Wendy Whatmore trained some of the outstanding broadcasters of Radio Ceylon. Although he wasn’t trained by her Vernon Core knew Wendy Whatmore very well – many of his close friends from Radio Ceylon were trained by Wendy. Here is an interesting article published in The Island newspaper in Colombo:
Great oaks from little acorns grow
Wendy Whatmore Academy celebrates 75th anniversary
By Steve A. Morrell
March 30 was a red letter day for the Wendy Whatmore Academy (WWA); it celebrated 75 years of continuous service.
Wendy Whatmore, daughter of Justice O. L. de Kretser, initiated the ‘Wendy Whatmore Academy’, in or about 1940, at her father’s home in Colombo.
At that time the British influence was strong and the establishment of an academy for elocution was not something sensational. Five youngsters formed the first group of students who were taught by Wendy Whatmore herself.
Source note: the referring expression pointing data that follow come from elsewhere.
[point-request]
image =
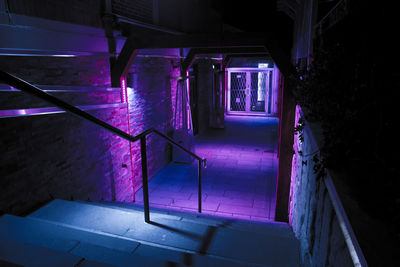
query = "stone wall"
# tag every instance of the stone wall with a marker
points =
(311, 213)
(59, 155)
(151, 93)
(204, 92)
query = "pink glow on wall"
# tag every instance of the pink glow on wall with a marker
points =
(124, 98)
(189, 120)
(297, 146)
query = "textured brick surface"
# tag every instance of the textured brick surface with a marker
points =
(60, 155)
(151, 96)
(311, 212)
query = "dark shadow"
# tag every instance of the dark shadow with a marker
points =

Gwendolen Leah (Wendy), the youngest of Justice O. L. de Kretser’s children, was born Dec. 13 1918, at the family home in Matara. Her mother, Leah de Kretser, taught her at home, till she turned 10.
A voracious reader, encouraged by her parents, she began writing poetry at age nine. She received her formal schooling at Holy Family Convent Bambalapitiya. She hated Maths and needle work but loved English literature and history. She also played netball at that time.
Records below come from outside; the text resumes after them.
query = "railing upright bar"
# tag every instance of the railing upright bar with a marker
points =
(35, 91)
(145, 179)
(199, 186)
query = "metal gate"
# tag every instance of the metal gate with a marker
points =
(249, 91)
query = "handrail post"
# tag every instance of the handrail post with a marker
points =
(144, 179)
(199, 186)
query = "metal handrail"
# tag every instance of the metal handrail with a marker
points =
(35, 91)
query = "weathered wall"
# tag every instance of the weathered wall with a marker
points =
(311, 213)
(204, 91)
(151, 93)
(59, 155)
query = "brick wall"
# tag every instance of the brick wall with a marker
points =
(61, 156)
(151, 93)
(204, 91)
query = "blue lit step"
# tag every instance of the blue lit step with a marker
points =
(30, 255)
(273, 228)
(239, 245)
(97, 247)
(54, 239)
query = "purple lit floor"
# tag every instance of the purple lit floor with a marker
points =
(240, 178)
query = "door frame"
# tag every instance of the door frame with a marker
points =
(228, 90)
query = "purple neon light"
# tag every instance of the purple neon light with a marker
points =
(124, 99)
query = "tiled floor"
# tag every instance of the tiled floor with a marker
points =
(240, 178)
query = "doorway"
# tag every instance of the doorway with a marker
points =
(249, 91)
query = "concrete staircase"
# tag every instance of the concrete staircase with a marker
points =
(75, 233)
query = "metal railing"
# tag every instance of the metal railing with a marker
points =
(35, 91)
Wendy was also responsible for the Holy Family Convent anthem. She wrote lyrics and her friend who later became a nun, the music.
Her poems were published by the Daily News in its ‘Poetry Corner’, edited by Grace Moraes, writing under the pseudonym, ‘Peter Pan’. She signed herself, ‘Wendy’. Reportedly, ‘Peter Pan’, and ‘Wendy’, had many fans.
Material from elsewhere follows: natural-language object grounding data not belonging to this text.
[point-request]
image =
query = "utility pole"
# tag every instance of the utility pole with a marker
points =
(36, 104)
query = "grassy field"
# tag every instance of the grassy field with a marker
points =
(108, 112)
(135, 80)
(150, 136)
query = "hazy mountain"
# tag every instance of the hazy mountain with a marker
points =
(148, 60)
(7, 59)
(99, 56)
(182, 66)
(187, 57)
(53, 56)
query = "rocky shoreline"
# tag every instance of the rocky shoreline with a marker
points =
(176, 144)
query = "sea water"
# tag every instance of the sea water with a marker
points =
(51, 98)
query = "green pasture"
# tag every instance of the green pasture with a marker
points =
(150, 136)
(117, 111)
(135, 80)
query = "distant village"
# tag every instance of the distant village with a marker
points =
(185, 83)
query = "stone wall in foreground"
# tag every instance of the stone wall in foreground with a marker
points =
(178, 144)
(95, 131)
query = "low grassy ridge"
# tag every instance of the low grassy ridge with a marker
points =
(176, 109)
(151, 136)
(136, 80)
The establishment of an academy dedicated to teaching English was not received with the enthusiasm it deserved. In the post-1956 era characterised by ‘Sinhala only’ many thought English was not essential for them to succeed in life.
The WWA changed that concept and the number of its students increased.
In 1947, the Fellowship Diploma of the Trinity College London, was awarded to Wendy Whatmore, who was the only person from the Far East to achieve the honour.
She trained teachers in English and expanded the institution. Lindsay Girls School, Visakha, Holy Family Convent, St Bridget’s, Good Shepherd Convent, were city schools who sought her assistance in teaching the subject. Galle and Matara convents were the first outstations schools to introduce ‘elocution’ as a subject.
Wendy also evinced a keen interest in handling children with speech defects. Literally, hundreds were taught and such speech defects were corrected. When the ‘Hope’ ship called in at Colombo she was invited to speak to the surgeons and doctors on her experiences.
Some of the outstanding persons trained by her were Chris Greet, the famous programme presenter on Radio Ceylon, in the 1950s and 60s, Andrew David now a director in his own music company, with his wife, Maryanne, Barry Whitington, humorist, and compere with the Donovan Andree shows, Eustace Fonseka, noted for his stage performances, apart from his career in the army, Anthea Peiris, also with Radio Ceylon, with a velvety flow of language, Fleurette de Silva, Rosemary Dabrera, Anne Loos, Heloise Perera, Travis Perera and Tony Singaraya, Christine Thambimuthu, a TV personality. There were many others.
Wendy Whatmore passed away in March 1989.
Wendy Whatmore’s daughter, Wendy Holsinger, with her husband, Monte, is now training a new generation of students at 13th Lane, Colombo 3.
The academy has expanded to serve many parts of Sri Lanka such as Batticaloa, Matara, Galle, Anuradhapura, Vavuniya, Marawila, Kurunegala, Matale..
Wendy (affectionately known as Bundle), at the 75th anniversary celebrations, paid a tribute to about 200 teachers, both past and present, who were collectively responsible for developing the academy to the present level, a modern, vibrant organisation dedicated to imparting knowledge.
Director of the Academy, Monte Holsinger, said the expansion meant they now had to conduct courses for various professional bodies, especially the Business English Course.
Monte, a planter with academic qualifications is one of the pillars of the academy.
Its current Principal, Wendy II, is a source of inspiration to one and all.
An academic which came into being with just five youngsters now has more than 180 teaching centres countrywide with a countless number of students.
Rev. Marc Billimoria, Warden, S. Thomas’ College, Mount Lavinia, said, delivering his homily said he had no doubt that the current management of the academy would pass on the richness of the English language to the next generation.
Wendy Whatmore’s grandchildren are responsible youngsters with a clear mission and they will further develop the academy.